Background Observed Structured Clinical Exams (OSCEs) have been used for years to assess learners' clinical competencies. The sudden transition to virtual medical education during the COVID-19 pandemic has necessitated rapid development of innovative teaching strategies, including the creation of virtual OSCEs. Converting OSCEs to a virtual format poses unique technical, communication, and clinical challenges, especially when focused on the older and seriously ill patient population. Our institution has been performing interprofessional in-person OSCEs in geriatrics and palliative care for many years, and has undertaken an analysis to compare the previous in-person format to the new virtual format. Method In September 2020, interprofessional fellows, faculty, and standardized patients participated (SP) in a virtual OSCE. Preparatory didactic sessions included best-practices for telehealth with older adults. The OSCE consisted of 4 stations (falls, delirium, deprescribing, and advance care planning) hosted in zoom breakout rooms that included a fellow, SP, and a faculty observer.
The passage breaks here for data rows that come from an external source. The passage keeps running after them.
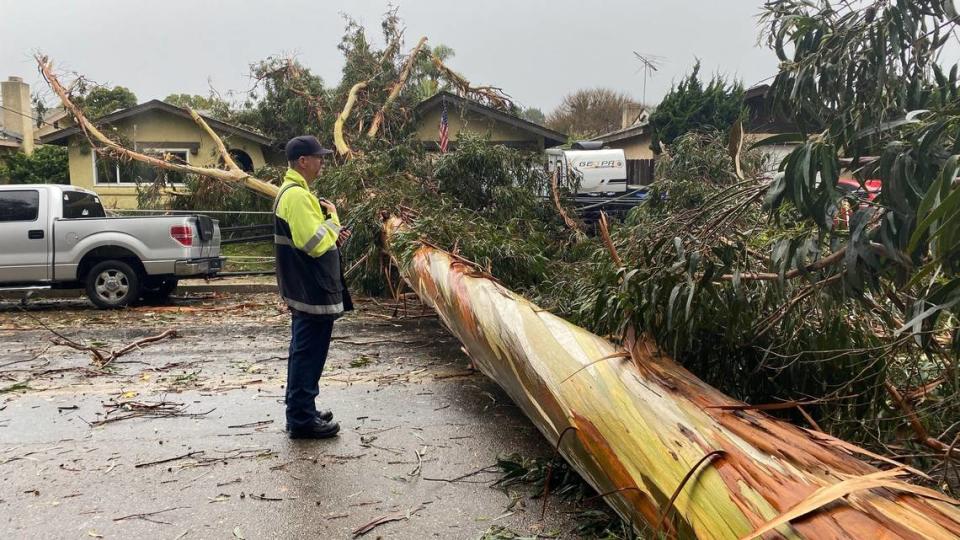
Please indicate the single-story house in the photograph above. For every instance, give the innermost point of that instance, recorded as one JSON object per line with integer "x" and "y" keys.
{"x": 468, "y": 116}
{"x": 17, "y": 121}
{"x": 762, "y": 123}
{"x": 634, "y": 138}
{"x": 160, "y": 129}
Fellows completed post-OSCE evaluations including feedback on perceived usefulness of individual stations (UIS), perceived overall importance (OI) and innovation in teaching methods all rated on a 5-point Likert scale. This was then compared to the in-person OSCE from 2019. Results The 2019 and 2020 OSCEs consisted of 17 and 21 interprofessional fellows respectively. UIS ranged from 4.33-4.91 in 2019 and 3.9 to 4.6 in 2020. OI was rated 4.7±0.46 in 2019, and 4.3±0.59 in 2020 (0.02). Innovation in teaching methods was rated as 4.6±0.5 in 2019 and 4.0±0.8 in 2020 (0.009). Learner comments cited a lack of sufficient preparation to effectively conduct a virtual encounter, and concerns about virtual fall evaluations. Conclusion Compared to the previous year's in-person OSCE, the virtual OSCE was scored lower in usefulness, importance, and surprisingly in innovation;however, overall ratings were still high. Performing a virtual OSCE is feasible, and increased education and practice of virtual visits may improve fellow perceptions. Further methodological refinement will produce an invaluable teaching tool for the physicians of tomorrow who will likely perform virtual visits throughout their careers.